A mental health advocate in Newfoundland has launched a fundraiser that’s been successful beyond her wildest dreams, combining her favorite foundation with tickets to see her favorite artist.
Kristi Allan knew people would be clamoring for Taylor Swift tickets if she could get a pair, but she also knew full well that she would have to compete with millions of fans to get them.
How he got them is a story he still can’t believe.
“Once I had it in my head, I started looking in all the Facebook groups, on Twitter and everywhere,” he said. “For this one I went to eBay.”
He found two tickets to the opening night of the Toronto edition of the Eras Tour on November 14. Allan sent the seller a message saying he would appreciate it if he would leave the auction and sell them for a good cause.
I couldn’t believe it when the seller actually did it.
“Greed has gotten the better of a lot of people, but he could have made a lot more money with those tickets,” Allan said.
Allan has been raising money for the Jacob Puddister Memorial Foundation for three years. The foundation offers free counseling and peer support services to people ages 12 to 35. It was launched following the death of Jacob Puddister, a 21-year-old man who committed suicide in 2016.
His sister, Kelsey, said she is increasingly grateful to Allan for the work he has done to raise money and awareness for his foundation.
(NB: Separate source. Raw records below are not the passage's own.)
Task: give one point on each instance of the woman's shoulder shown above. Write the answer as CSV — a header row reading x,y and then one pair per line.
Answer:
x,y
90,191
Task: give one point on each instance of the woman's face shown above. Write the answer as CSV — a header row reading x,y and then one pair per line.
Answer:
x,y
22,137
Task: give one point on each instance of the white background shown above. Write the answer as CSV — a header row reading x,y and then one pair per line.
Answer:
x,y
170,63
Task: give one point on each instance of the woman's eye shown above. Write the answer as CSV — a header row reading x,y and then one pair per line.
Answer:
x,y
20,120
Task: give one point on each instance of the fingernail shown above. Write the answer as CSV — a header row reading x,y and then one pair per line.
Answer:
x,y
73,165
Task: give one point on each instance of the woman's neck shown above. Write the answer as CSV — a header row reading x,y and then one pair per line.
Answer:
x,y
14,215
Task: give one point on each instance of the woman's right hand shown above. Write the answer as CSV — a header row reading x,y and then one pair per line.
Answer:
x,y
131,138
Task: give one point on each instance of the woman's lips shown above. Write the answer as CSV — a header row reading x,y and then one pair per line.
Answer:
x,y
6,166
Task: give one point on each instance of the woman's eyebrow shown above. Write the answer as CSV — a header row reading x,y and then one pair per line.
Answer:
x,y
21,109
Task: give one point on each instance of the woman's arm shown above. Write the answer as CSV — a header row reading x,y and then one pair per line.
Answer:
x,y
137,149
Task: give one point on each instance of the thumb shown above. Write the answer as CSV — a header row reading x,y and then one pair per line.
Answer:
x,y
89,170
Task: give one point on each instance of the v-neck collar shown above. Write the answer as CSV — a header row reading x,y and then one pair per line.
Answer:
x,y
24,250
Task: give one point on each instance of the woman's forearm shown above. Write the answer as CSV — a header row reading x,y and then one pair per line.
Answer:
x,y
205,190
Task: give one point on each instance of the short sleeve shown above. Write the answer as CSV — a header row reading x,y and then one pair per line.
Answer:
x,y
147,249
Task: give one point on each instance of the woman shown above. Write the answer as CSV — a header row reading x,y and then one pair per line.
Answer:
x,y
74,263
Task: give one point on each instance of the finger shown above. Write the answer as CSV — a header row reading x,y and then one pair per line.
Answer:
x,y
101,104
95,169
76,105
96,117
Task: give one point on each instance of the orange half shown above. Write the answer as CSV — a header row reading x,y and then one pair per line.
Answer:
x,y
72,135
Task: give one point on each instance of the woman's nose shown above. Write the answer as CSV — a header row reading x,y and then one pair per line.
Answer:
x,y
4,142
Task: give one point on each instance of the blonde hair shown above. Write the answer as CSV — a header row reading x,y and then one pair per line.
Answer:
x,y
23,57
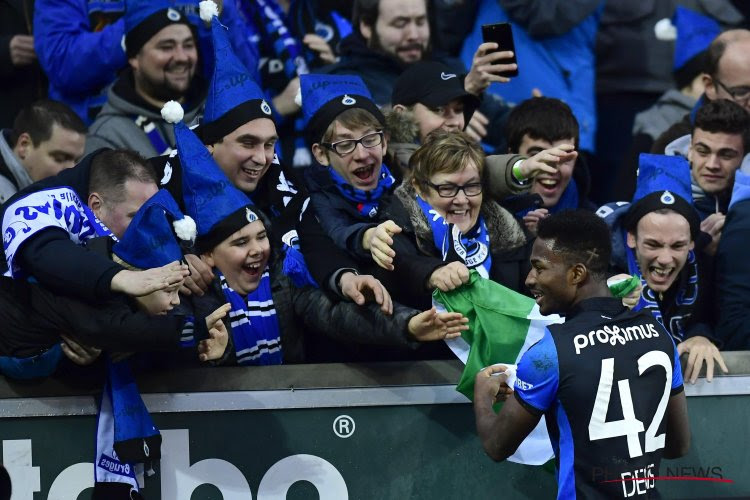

“Kristi has helped us as an individual more than I could ever imagine,” Puddister said. “For years now, we’ve been able to rely on Kristi for these important fundraising activities, which always amazes me when someone sees what we’re doing and cares so much about it. There really are no words to describe the gratitude.”
The foundation is selling around 2,000 tickets (unfortunately just under 1,989 due to rules set by provincial lottery legislation) for the grand prize. Allan said demand has been so high that his email inbox has crashed on several occasions.
“It makes me very, very happy,” he said. “The foundation does incredible, incredible work and makes it all worth it.”
Allan has spent one day a week for the last two years protesting for better access to long-term mental health support. She even protested on her wedding day.
He said it has been a frustrating experience at times. He used to protest outside Waterford Hospital, before taking it to politicians at the Confederation Building.
“I like to do something tangible, because I have to say it really discourages me to be in front of the Confederacy every Monday,” he said. “I always want to do something that makes a tangible difference and makes it more accessible. And I believe in everything the foundation does.”
There will be one more opportunity to purchase raffle tickets in person. Puddister said he will be at the St. John’s Farmers Market on Oct. 22 and hopes to sell out the last batch of tickets.
The drawing will take place on December 9.